NEWSLETTER    ISSUE 5   SEPTEMBER 2011

Our  series  on  saving  money  via  your  electricity  bill  ends  with  this  note  about  changing  your  meter to  benefit  from  off-peak  rates.  You  can  save  up  to  24c  per  kilowatt  in  your  home  but  you  will  need  a PowerSmart meter.   The Energy  Australia website advises as follows:

Up  until  now,  the  price  you  have  paid  for  electricity  has  been  the  same  throughout  the  day,  except  for some  limited  controlled  load  off-peak  rates.  Your  current  pricing  can  be  replaced  by  ‘time  of  use’  pricing called PowerSmart which is broken up into peak, shoulder and off-peak time bands.

PowerSmart  helps  you  to  save  money  by  moving  some  of  your  energy  consumption  away  from  the expensive peak periods to the less expensive shoulder and off-peak periods. Your electricity consumption will  be  recorded  over  half-hour  intervals,  24  hours  a  day  and  stored  in  the  meter,  recording  the  amount of electricity that is used and the time of day it is used.

So  arrange  for  a  Powersmart  meter  to  be  installed  at  your  home  to  achieve  the  above  savings.    By changing  the  meter  and  in  some  cases,  the  timer  in  common  areas,  you  can  realise  savings  on  your levies  too  -  in  relation  to  running  pumps  (for  hot  water,  pools  and  in  the  garage  pits  etc),  garage ventilation systems, pool filters and pool cleaners.

Executive  Committees  interested  in  the  services  of  a  consultant  to  provide  a  one–off  audit  report on  reducing  energy  costs  can  email  us  at  reception@prostrata.com.au  to  request  a  proposal  for  the committee’s consideration.

Firms we can obtain proposals for consideration from are:

Sustainability Now  – Ethan Burns ethan@sustainabilitynow.com.au 0411 345 986

Energy  Action  – Stephen McCulloch - stephenmcculloch@energyaction.com.au - 0403 221 959

Breaches of bylaws 

These  are  a  very  common  complaint  to  strata  managers.    We  estimate  that  more  than  50%  of  schemes experience  at  least  one  breach  per  year.    These  generally  relate  to  parking  on  common  property  (e.g. visitors  parking  by  residents),  the  keeping  of  pets  without  approval,  noise,  and  the  disposal  of  rubbish and recycling

In  an  ideal  world  a  quiet  chat  between  neighbours  would  reconcile  any  issues,  and  indeed,  this  is certainly  a  good  place  to  start.    Should  a  discussion  not  solve  things  then  the  Executive  Committee  can decide to become involved.   The exception however is noise.

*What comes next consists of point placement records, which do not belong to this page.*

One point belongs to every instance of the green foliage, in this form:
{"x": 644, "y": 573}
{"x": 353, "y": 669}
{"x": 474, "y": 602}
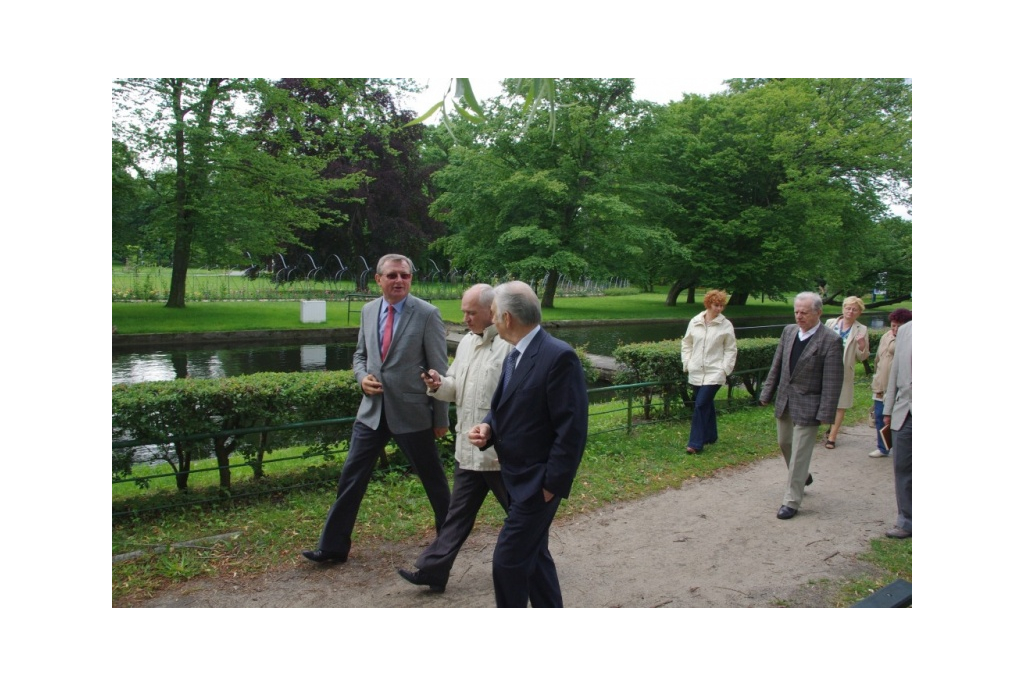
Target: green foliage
{"x": 553, "y": 207}
{"x": 662, "y": 361}
{"x": 780, "y": 182}
{"x": 157, "y": 413}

If  a  knock  at  the  door  at  the  time  of  the  noise  and  a  polite  request  for  things  to  be  toned  down  does  not result  in  a  solution,  then  the  police  should  be  called  there  and  then.    There  is  nothing  to  be  gained  in suffering  through  excessive  noise  for  hours,  at  any  time  of  the  day  or  night,  because  your  neighbour  has no  regard  for  your  right  to  the  quiet  enjoyment  of  your  lot.    If  the  police  are  ineffective  at  the  time  of  the event, then a letter from us or the real estate agent a day or two later won’t prevent a reoccurrence.

Individuals,  whether  owners  or  tenants,  can  apply  to  the  Office  of  Fair  Trading  (OFT)  to  intervene  if  the  Police  are  ineffective  on  more  than  one  occassion.  All  complaints  lodged  with  the  OFT  start  with mediation  -  where  you  and  the  other  party  will  meet  with  a  trained  OFT  officer  –  and  in  the  vast  majority of  cases  this  achieves  the  desired  outcome.    If  you  are  not  able  to  achieve  a  mediated  outcome  then you  will  be  advised  on  applying  for  an  Order  by  an  Adjudicator.  However  mediation  is  the  first  step  in all cases.

So,  remember:  you  have  the  power  under  the  Strata  Schemes  Management  Act  1996  (NSW)  to  effect change if problems for you are not resolved by conversation.

Welcome Emily Goodreid 

Emily  joined  us  during  August  as  a  senior  strata  manager  to  look  after  a  portfolio  of  buildings.  She  has over  7  years  of  experience,  and  until  recently,  was  responsible  for  blocks  of  over  100  units.    She  is familiar  with  the  processes  for  defects  rectification,  major  repairs  and  renovations  to  common  property, and the  Strata Schemes Management  Act 1996  (NSW).